Jeffrey Kim said he was relieved when his doctor at Straub Clinic & Hospital told him that the chronic and persistent pain that he had been feeling in his mouth for nearly two years was not cancer. That was in 2009.
Two years later, after consulting other doctors, dentists and specialists to find out the source of the pain, Kim discovered that the cause was indeed cancer, in his salivary glands. And the tumor, which would have been the size of a lima bean when Kim went to Straub in 2009, had grown to the size of a fist.
After nine surgeries to get rid of the cancer, reconstruct his face and jaw plus follow-up radiation treatments, Kim had racked up medical bills approaching $1 million.
On Tuesday, a state jury awarded the 43-year-old Hawaiian Airlines flight attendant $5.62 million for Straub’s failure to diagnose the cancer — $2.62 million for his current and future medical bills and the rest in general damages.
A spokeswoman for Straub parent Hawaii Pacific Health says company officials disagree with the verdict and are exploring their options with their legal counsel.
After a three-week trial, the jurors deliberated about a day and a half before reaching their verdict.
"I’m just happy to be alive," Kim said.
He emphasizes the importance of early detection.
Kim’s lawyer, Rick Fried, says doctors at Straub failed to detect the cancer because they did not perform a magnetic resonance imaging, or MRI, test.

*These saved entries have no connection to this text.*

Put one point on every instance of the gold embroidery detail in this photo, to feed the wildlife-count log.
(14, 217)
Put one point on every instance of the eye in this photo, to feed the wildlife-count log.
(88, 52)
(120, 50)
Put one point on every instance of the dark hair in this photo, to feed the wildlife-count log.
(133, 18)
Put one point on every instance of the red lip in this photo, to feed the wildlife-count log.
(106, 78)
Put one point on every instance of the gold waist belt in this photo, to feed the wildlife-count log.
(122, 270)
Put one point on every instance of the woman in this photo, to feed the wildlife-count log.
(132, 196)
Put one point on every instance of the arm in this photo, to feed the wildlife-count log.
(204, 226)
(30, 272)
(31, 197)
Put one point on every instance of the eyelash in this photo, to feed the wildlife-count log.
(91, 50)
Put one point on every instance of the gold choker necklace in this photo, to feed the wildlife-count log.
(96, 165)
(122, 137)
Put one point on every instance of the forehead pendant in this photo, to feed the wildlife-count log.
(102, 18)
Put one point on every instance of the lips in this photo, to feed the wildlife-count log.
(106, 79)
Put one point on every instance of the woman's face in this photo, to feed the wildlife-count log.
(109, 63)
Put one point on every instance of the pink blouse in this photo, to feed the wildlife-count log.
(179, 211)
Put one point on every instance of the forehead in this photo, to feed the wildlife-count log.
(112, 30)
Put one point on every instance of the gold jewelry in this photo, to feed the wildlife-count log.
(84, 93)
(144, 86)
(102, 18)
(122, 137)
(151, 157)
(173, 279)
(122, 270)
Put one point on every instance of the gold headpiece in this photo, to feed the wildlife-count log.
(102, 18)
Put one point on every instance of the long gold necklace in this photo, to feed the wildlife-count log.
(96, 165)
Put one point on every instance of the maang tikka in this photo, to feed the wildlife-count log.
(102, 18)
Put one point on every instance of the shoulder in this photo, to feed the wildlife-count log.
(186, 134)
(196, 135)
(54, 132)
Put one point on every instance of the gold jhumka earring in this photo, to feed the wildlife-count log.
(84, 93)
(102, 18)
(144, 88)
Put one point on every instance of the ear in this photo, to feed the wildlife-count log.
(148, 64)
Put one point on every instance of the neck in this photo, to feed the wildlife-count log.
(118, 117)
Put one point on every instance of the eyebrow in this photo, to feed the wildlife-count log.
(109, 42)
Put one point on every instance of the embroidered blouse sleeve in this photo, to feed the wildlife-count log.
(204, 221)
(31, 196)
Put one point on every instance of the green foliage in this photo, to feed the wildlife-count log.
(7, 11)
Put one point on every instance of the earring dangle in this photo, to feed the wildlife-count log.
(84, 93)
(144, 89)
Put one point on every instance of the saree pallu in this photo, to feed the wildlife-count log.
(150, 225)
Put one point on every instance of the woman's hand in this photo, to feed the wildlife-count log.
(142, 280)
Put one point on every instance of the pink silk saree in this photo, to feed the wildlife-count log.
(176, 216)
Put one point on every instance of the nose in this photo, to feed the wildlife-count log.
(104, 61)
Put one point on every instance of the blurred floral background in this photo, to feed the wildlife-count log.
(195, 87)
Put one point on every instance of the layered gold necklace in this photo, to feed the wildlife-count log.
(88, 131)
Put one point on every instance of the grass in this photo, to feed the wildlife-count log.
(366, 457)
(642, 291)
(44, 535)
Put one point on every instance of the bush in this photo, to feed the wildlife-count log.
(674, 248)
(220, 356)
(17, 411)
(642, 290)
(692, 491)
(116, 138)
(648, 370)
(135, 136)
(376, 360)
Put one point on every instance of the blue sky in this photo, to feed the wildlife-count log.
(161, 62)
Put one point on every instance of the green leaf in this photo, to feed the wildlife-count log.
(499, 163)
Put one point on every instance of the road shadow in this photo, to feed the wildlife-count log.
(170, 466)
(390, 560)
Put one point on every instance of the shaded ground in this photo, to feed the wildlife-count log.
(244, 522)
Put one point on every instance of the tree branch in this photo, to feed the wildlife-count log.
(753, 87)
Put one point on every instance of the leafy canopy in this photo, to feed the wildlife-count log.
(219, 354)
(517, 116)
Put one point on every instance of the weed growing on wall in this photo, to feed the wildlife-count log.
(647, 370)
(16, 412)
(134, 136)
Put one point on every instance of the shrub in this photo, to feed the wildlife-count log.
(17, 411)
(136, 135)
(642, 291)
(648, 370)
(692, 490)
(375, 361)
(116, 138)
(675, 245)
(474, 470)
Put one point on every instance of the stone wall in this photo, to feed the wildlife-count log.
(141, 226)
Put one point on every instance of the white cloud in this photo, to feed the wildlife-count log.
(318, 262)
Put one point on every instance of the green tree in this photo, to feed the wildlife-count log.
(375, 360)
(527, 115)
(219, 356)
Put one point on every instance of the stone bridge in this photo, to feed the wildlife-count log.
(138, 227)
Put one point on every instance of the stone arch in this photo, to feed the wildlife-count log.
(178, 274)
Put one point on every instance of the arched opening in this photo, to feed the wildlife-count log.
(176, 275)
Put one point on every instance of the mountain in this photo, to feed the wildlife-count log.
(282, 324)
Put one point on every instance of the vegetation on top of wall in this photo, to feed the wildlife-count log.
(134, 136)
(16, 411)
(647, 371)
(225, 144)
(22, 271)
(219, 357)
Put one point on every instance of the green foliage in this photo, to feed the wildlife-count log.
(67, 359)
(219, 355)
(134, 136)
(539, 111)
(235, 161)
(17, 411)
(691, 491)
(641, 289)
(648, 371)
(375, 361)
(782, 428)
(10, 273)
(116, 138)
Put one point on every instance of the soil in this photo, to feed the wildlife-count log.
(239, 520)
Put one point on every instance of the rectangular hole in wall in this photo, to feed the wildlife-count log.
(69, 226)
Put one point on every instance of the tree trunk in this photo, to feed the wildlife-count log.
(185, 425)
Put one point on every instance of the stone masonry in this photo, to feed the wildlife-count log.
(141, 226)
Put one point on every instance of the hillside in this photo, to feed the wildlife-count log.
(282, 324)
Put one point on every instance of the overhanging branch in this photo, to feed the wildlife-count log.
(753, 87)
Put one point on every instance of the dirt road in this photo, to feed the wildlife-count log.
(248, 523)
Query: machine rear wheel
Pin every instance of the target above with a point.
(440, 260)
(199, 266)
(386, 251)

"They did some tests but they did the wrong tests," Fried said.
It wasn’t until an oral surgeon recommended Kim get an MRI test at the Queen’s Medical Center that an ear, nose and throat specialist there discovered the tumor in 2011.
Kim returned to work in September last year. His fellow Hawaiian Airlines employees donated vacation time so he could undergo numerous surgeries, treatments and recovery.
He has also resumed his physically active lifestyle, but avoids high-impact activities like running, hiking and body surfing because of some of the surgeries he underwent to reconstruct his jaw. Surgeons removed both of his fibulas, the smaller of the two bones in the lower leg, for bone grafts.
Kim says he has resumed lifting weights but is not able to do bench presses because one of his pectoral muscles was moved to reconstruct the floor of his mouth.